71° David di Donatello: il cinema italiano si racconta

71° David di Donatello: il cinema italiano si racconta

71° David di Donatello: il cinema italiano si racconta

Dagli attori protagonisti ai riconoscimenti speciali: la notte dei David di Donatello 2026 ha regalato momenti di cinema puro e grande emozione

David di Donatello 2026 - Miglior Film ph G

David di Donatello 2026 – Miglior Film ph G

La 71ª edizione dei David di Donatello ha scritto una pagina importante per il cinema italiano, regalando al pubblico una cerimonia ricca di emozioni, riconoscimenti e riflessioni sul presente di un’industria che non smette di interrogarsi.

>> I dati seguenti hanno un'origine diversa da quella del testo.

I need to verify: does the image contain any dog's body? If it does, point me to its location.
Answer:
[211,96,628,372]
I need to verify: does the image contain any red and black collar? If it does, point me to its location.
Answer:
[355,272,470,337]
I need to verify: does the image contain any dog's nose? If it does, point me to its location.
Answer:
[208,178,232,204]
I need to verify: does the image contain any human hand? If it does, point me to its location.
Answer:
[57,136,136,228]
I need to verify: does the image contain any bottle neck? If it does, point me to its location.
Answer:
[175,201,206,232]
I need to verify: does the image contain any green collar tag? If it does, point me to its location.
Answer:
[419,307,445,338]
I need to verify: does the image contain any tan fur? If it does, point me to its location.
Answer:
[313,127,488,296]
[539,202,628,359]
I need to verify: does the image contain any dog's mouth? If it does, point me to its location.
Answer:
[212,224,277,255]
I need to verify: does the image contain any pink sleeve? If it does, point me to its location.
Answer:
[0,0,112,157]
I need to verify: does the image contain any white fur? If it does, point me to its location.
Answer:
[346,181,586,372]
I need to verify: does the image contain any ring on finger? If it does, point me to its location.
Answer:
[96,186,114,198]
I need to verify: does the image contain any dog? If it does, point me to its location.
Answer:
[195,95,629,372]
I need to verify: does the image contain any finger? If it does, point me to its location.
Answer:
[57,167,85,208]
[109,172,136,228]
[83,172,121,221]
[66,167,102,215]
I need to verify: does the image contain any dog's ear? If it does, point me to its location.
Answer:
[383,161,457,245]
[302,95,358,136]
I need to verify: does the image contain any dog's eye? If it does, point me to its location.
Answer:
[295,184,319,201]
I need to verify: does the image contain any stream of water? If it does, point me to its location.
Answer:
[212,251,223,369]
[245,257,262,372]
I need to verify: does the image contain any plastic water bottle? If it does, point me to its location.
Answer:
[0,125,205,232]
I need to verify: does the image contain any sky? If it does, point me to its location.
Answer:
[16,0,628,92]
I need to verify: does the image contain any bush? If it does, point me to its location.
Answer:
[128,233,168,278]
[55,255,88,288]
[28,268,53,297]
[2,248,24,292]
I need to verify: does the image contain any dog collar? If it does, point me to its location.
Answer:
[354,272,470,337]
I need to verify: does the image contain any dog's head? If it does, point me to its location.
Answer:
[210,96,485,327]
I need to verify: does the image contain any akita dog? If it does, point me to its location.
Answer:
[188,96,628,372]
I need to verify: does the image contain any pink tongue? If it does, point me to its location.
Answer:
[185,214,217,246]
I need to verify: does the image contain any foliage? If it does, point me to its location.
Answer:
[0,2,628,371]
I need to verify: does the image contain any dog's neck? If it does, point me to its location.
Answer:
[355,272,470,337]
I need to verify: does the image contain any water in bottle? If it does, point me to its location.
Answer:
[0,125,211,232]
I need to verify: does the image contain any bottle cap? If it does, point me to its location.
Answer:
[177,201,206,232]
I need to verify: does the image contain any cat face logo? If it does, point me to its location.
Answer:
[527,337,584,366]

A dominare la scena è stato “Le città di pianura” di Francesco Sossai, che ha conquistato il premio per il Miglior film e si è rivelato il titolo più premiato della serata, trasformandosi nel vero fenomeno artistico dell’annata.

“Le città di pianura” domina la serata

Ambientato nel Veneto rurale, il film segue il viaggio esistenziale e ironico di due amici interpretati da Sergio Romano e Pierpaolo Capovilla, in un racconto capace di mescolare leggerezza e profondità con rara coerenza. Sossai ha ottenuto il David per la Miglior regia, mentre la Miglior sceneggiatura originale — firmata insieme ad Adriano Candiago — ha completato un tris di premi principali che certifica la centralità dell’opera nel panorama cinematografico recente. Sergio Romano, nel ruolo di Carlobianchi, ha aggiunto a questo palmares il riconoscimento come Miglior attore protagonista, mentre il cast corale che comprende Filippo Scotti, Roberto Citran e Andrea Pennacchi ha contribuito a dare spessore a un’opera destinata a restare nel dibattito critico.

I premi alle interpreti e ai non protagonisti

Sul versante femminile, è Aurora Quattrocchi a ricevere il David per la Miglior attrice protagonista grazie a “Gioia mia”, dove interpreta Gela con una misura espressiva che ha convinto la giuria: una figura familiare complessa e vibrante, restituita con autentica profondità emotiva. Tra i non protagonisti, Matilda De Angelis si è aggiudicata il riconoscimento per “Fuori”, confermando una maturità attoriale ormai apprezzata anche oltre i confini nazionali, mentre Lino Musella ha vinto per “Nonostante”, costruendo la sua interpretazione su sottrazione e intensità che hanno colpito nel segno. Sul piano dei premi tecnici e musicali, “Primavera” di Damiano Michieletto ha raccolto diversi riconoscimenti, con il contributo di Fabio Massimo Capogrosso per la colonna sonora e una cura particolare dedicata a suono, costumi e acconciature. “La città proibita” di Gabriele Mainetti ha invece brillato sul piano visivo, portando a casa i premi per scenografia, fotografia ed effetti visivi, a conferma di una vocazione spettacolare sempre più orientata a un pubblico internazionale.

I riconoscimenti speciali e lo sguardo sul presente

Il Miglior film internazionale è stato assegnato a “Una battaglia dopo l’altra” di Paul Thomas Anderson, adattamento del romanzo Vineland di Thomas Pynchon, con Leonardo DiCaprio e Sean Penn nel cast, a testimoniare come lo sguardo dei David guardi sempre più al cinema globale. Tra i momenti più toccanti della cerimonia, il David al Miglior documentario è andato a “Roberto Rossellini – Più di una vita”, opera che riporta l’attenzione sul periodo indiano del grande regista italiano, mentre il David giovani ha premiato “Le assaggiatrici” di Silvio Soldini per la sua capacità di dialogare con le nuove generazioni. Il David dello spettatore è andato a “Buen Camino”, fenomeno di pubblico che ha consolidato il proprio successo nelle sale. La serata ha reso omaggio a figure straordinarie del cinema: Gianni Amelio ha ricevuto il David alla carriera tra una lunga standing ovation, Ornella Muti è stata celebrata con un David speciale che ha ripercorso una carriera tra autorialità e popolarità, e Vittorio Storaro è stato premiato con il riconoscimento Cinecittà 71. Spazio anche a Bruno Bozzetto, omaggiato per la sua carriera nell’animazione, e a Margherita Spampinato, premiata come Miglior esordio alla regia per “Gioia mia”. La cerimonia non ha mancato di dare voce alle tensioni interne al settore audiovisivo, tra precarietà e condizioni di lavoro: un’industria che celebra i propri talenti senza nascondere le proprie contraddizioni, capace di raccontare il presente con onestà e senza retorica.